In summary, the Linked Open Data approach makes the best use of everyone's efforts, reduces data redundancy, and makes additional data sets, of which you might not have been originally aware, findable and usable.

Thursday
Jun102010

A Species has_many Classifications

 

An issue that I need to address while creating species concepts is what to do about alternative classifications. One solution is to simply choose one classification. Unfortunately, I can't find one best classification. My current alternatives are the NCBI Taxonomy, ITIS, Catalog of Life 2010, and DBpedia. Each of these alternatives have their strengths and weaknesses.

In GeoSpecies Knowledge Base,  there is only one classification. The GeoSpecies species have a set of link outs to URI's for families, orders, classes, phyla and kingdoms in addition to species. This structure has proven too problematic and difficult to maintain.

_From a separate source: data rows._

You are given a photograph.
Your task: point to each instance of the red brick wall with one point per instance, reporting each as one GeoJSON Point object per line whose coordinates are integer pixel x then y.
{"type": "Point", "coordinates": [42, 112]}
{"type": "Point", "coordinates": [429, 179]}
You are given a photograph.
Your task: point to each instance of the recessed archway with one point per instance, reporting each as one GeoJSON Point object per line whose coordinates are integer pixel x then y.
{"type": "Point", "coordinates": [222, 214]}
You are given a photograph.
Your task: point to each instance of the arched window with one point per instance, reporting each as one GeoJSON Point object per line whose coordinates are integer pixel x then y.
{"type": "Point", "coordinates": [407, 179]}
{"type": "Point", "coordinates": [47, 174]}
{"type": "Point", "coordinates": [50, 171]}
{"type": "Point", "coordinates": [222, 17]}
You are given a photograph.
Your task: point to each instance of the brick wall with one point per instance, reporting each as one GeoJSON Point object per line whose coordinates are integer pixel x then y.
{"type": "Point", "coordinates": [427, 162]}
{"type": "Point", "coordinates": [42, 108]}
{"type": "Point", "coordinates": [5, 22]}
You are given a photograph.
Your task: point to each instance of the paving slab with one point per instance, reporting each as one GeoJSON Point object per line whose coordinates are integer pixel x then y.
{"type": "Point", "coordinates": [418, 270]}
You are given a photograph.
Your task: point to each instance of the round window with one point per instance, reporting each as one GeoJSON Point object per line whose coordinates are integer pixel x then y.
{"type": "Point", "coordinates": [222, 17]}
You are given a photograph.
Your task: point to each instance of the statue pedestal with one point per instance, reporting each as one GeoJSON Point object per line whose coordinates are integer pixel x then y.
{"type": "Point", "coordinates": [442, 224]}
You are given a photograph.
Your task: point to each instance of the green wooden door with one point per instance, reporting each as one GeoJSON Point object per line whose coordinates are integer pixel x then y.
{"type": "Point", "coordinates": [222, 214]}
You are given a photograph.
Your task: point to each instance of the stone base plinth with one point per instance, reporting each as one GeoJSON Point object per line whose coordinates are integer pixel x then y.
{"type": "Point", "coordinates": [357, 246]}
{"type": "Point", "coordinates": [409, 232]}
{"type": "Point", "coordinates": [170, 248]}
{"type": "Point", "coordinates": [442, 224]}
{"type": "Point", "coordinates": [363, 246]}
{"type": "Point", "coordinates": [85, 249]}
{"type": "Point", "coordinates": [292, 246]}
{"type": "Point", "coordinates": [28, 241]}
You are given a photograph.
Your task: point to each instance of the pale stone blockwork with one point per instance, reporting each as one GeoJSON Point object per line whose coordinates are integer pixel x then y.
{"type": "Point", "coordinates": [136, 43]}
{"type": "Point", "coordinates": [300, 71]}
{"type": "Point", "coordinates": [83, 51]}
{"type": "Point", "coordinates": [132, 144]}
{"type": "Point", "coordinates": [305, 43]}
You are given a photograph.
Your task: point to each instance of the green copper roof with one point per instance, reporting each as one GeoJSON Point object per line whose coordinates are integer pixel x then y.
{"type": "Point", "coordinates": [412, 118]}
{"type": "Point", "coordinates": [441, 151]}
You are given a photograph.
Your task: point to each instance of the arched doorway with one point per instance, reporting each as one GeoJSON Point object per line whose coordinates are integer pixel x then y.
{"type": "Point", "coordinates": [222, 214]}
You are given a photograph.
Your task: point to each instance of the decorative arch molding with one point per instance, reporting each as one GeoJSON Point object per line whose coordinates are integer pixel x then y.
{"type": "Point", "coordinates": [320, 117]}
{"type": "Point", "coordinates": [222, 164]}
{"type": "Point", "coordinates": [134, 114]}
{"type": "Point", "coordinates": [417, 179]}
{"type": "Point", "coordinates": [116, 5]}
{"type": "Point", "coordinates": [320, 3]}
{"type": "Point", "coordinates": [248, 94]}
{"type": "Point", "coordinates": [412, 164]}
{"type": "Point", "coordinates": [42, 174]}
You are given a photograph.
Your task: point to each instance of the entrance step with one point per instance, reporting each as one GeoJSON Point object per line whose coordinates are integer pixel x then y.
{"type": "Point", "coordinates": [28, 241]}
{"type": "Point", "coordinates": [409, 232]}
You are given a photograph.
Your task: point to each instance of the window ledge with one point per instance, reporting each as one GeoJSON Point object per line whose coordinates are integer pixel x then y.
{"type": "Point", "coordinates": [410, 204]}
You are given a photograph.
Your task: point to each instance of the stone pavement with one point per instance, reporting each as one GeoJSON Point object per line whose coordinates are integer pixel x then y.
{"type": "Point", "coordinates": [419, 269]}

It also does not accurately represent the reality that a species can have many classifications.

The diversity of alternative classifications might be best represented as links to alternative classification ontologies. Each classification would be modeled as an OWL ontology in Protege. Species concepts would then be linked to the lowest appropriate place in each ontology. I have started creating some of these in Protege, but creating these manually takes a lot of time.

One of these ontologies maps to the Catalog of Life 2010 to the class level. Each of the TaxonConcept species concepts are linked to a  Catalog of Life 2010 Ontology at the Class level, and the existing DBpedia ontology at Eukaryote, Animal, Mammal, Bird, Insect, Arachnid, depending on which is most appropriate.

Here is an example of this linking:

 In the future, I hope to have some of these to order or family. This would allow systems to infer that if something is in ITIS "Salticidae" then it is an Arthropod, or if something is in DBpedia "Mammal" it is also a "Eukaryote". 

Since each of these species concepts links to a number of alternative classifications, the fact that each species can have many classifications is better represented.

I would be interested to hear what others think of this architecture. Is there a potentially better way to represent the same kind of relationships?